Focus on customer experience
A high-quality customer experience is critical to any advocacy strategy. “This is where I think we really have a leg up as a restaurant group,” Marguerite says. “This idea of customer service, taking care of someone, creating an experience for someone. I think that that’s something that we’re always trying to do, whether it’s DTC or if someone is physically coming in to eat.”
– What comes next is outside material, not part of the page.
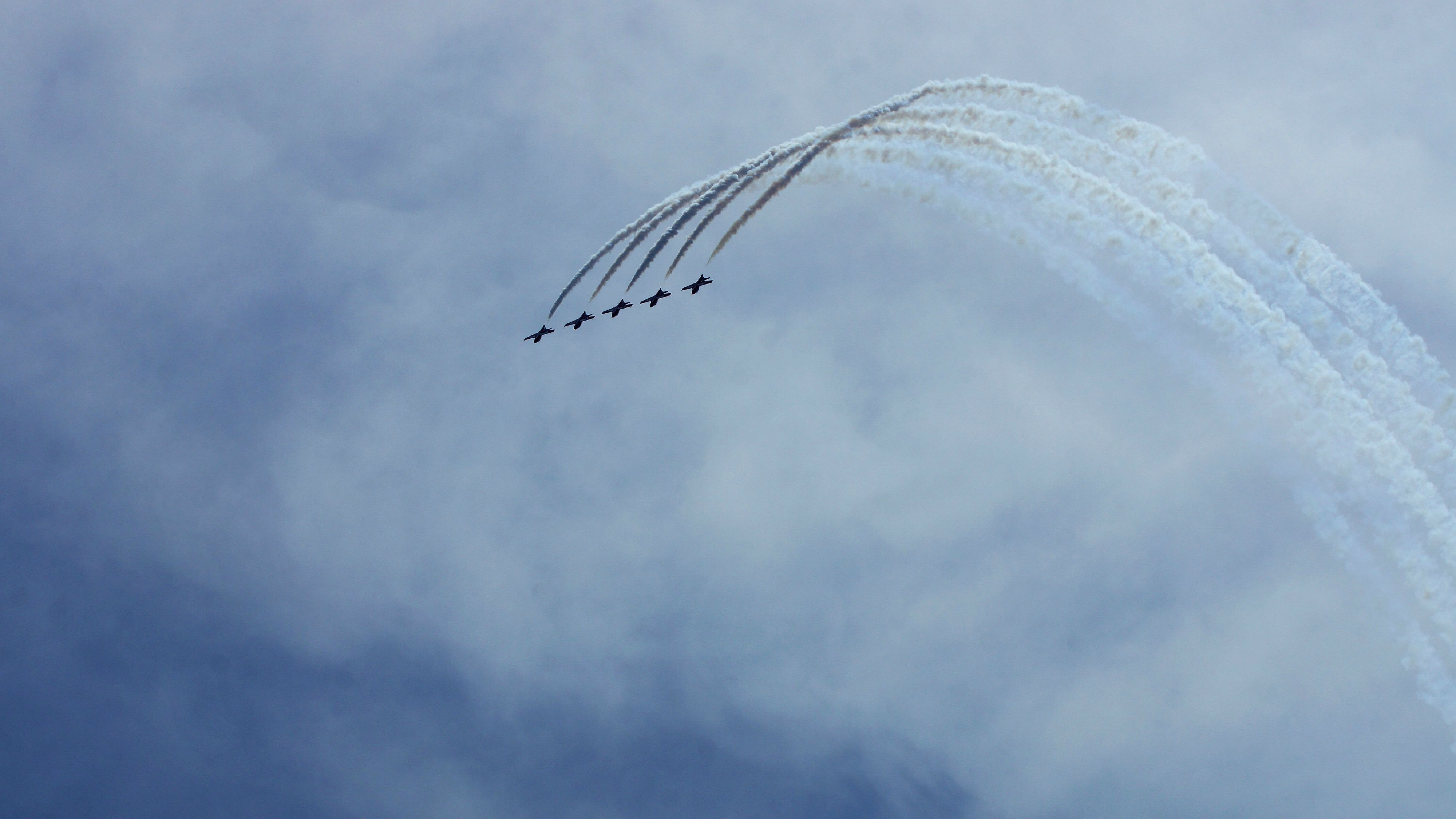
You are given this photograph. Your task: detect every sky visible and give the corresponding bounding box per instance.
[8,0,1456,819]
Maximizing value throughout the customer journey can encourage all types of brand advocates to refer prospective customers to your business. Best practices include soliciting and responding to customer feedback and using customer satisfaction surveys to identify areas for improvement. You can also consider strategies like including free product samples in orders or reaching out to customers by phone to offer proactive customer support.
Monitor performance
Use brand monitoring, social media analytics, website analytics, and ecommerce analytics tools to monitor your progress toward your goals. In addition to tracking growth in customer numbers or sales, you can also see referral sources, identify your most successful assets and channels, and monitor online conversions about your brand—information that can help you adjust your strategy and improve results.
Brand advocacy FAQ
How do you build a brand advocate program?
Here’s how to build an effective brand advocacy program:
1. Set advocacy goals.
2. Choose a type of advocacy program.
3. Assess your reputation.
4. Build relationships.
5. Provide incentives.
6. Launch your program.
How do you measure brand advocacy?
You can use multiple marketing metrics to measure the effectiveness of a brand advocacy campaign. Examples include brand mentions, referral rates, customer acquisition costs, and Net Promoter Score (NPS).
What is the difference between brand ambassadors and brand advocates?
A brand advocate is an employee, customer, business owner, or influencer who promotes your brand to others in their network. Brand ambassadors are paid brand advocates, often influencers contracted to promote your brand for a specific length of time.